The poetry of love can and should explore all these things. Yes, we do ‘have a responsibility to look at ourselves and break down this isolation’—the isolation of ourselves from ourselves, from others, the smothering of our questioning for truth in the garble of cliché. Our writing descends into the particular of our experience, our emotion, and so become wide enough to touch the world. Because, really, everyone knows what it’s like to treasure ‘the way you hold your knife | the way you drink your tea.’
A love poem—George MacDonald’s brooding ‘Love me, Beloved’, or Yeats’s haunting ‘Aedh wishes for the Cloths of Heaven’, for instance—takes those immediate, emotional experiences and burrows through them in search of truth, of hope. In a way, it’s like the therapy you mentioned, reflecting on what’s happened to make sense of it. (But a poem, of course, moves in more directions than just emotional—rational.)
I’m not sure, these days, who’s writing like this, or what the best medium for it is. Certainly, as writers we’re called to explore, are we not? Regardless of what has or has not been written, even regarding engaging and respecting it, we need to write into our own moments—words that subvert the triviality and complacency of a loveless society.

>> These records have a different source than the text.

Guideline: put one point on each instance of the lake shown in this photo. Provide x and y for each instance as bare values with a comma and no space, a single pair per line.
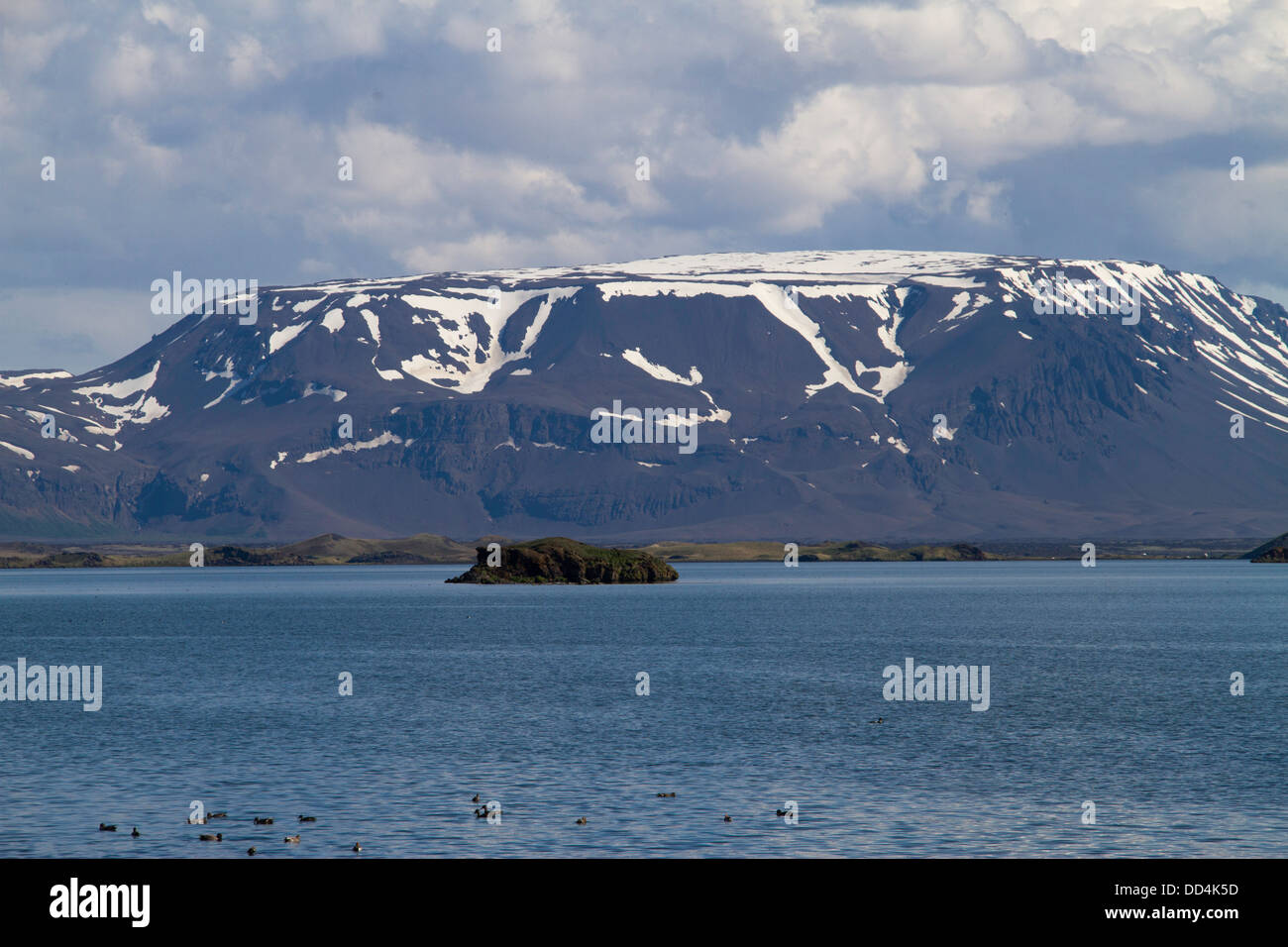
1108,685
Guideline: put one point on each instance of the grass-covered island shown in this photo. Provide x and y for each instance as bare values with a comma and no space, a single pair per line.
563,561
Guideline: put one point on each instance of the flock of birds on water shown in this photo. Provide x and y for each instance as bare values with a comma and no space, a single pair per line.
483,810
219,836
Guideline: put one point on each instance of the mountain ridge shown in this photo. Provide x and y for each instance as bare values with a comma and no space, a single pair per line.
815,380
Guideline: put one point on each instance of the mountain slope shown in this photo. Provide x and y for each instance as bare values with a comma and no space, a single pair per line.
471,397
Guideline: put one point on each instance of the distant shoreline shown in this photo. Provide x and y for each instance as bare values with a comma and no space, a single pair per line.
426,549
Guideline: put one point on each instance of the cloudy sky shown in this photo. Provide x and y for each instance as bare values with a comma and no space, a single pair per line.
224,162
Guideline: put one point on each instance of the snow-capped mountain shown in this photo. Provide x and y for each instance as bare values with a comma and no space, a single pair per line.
829,394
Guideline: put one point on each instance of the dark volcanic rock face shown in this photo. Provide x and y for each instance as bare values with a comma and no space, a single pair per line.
814,380
566,561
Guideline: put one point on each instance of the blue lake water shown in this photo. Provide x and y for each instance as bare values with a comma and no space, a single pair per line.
220,684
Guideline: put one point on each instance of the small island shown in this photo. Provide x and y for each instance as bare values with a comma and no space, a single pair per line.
1274,551
563,561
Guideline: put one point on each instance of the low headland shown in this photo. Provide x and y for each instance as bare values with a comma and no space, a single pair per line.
567,562
429,549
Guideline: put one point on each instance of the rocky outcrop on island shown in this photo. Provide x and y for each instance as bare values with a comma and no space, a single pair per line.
563,561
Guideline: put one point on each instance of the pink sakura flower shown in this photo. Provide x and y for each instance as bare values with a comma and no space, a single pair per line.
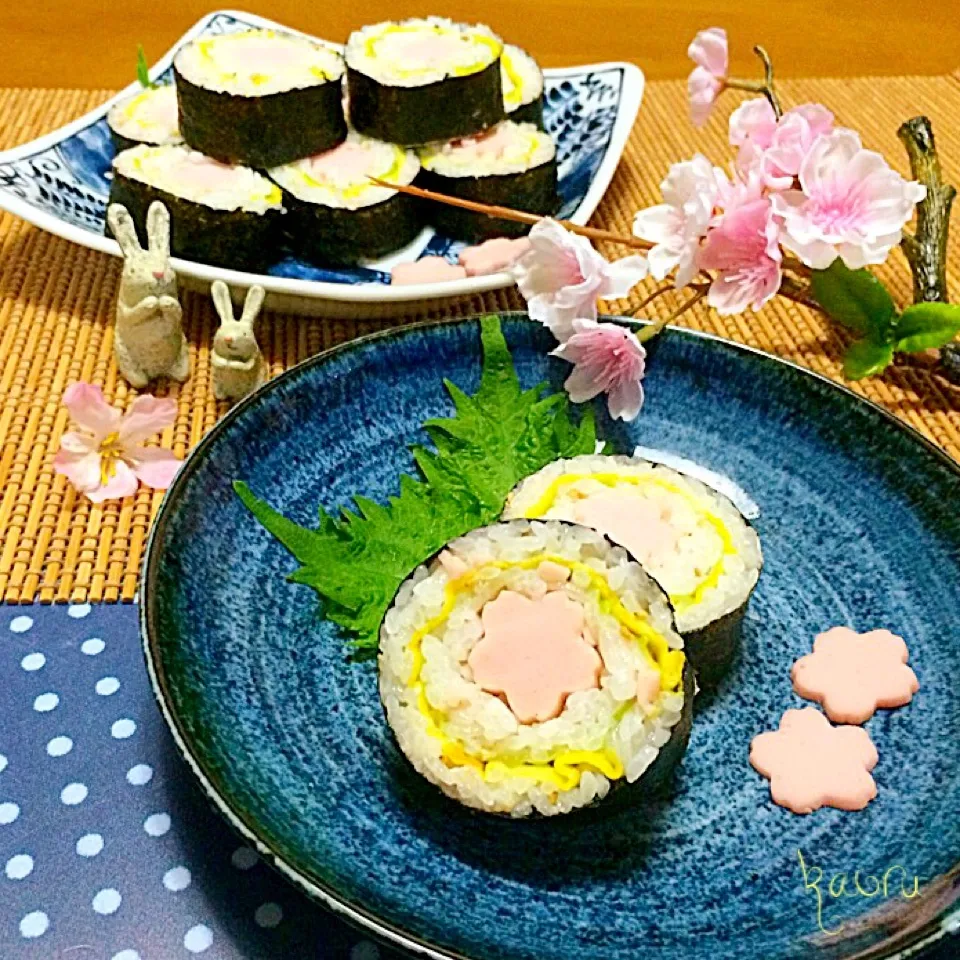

When did we lose love? I don’t know the Poetic Canon that well myself, but I think it was somewhere amid the postwar cynicism of the 20th century. War, genocide, and materialism, it seemed, had subverted lyricism of the Romantics and the optimism of the Victorians. One reason I appreciate WB is how evocatively it captures so many of the struggles and anger that arise out of our ‘loss of love.’
When, conversely, did we lose our sense of being the Beloved? I think that, of all things, is the hardest but most wonderful of all lessons to learn and ideas to explore, in poems or out of them. If we can realize not just that we can love ourselves, that we can love, but that we are loved, then we have the hope to look up.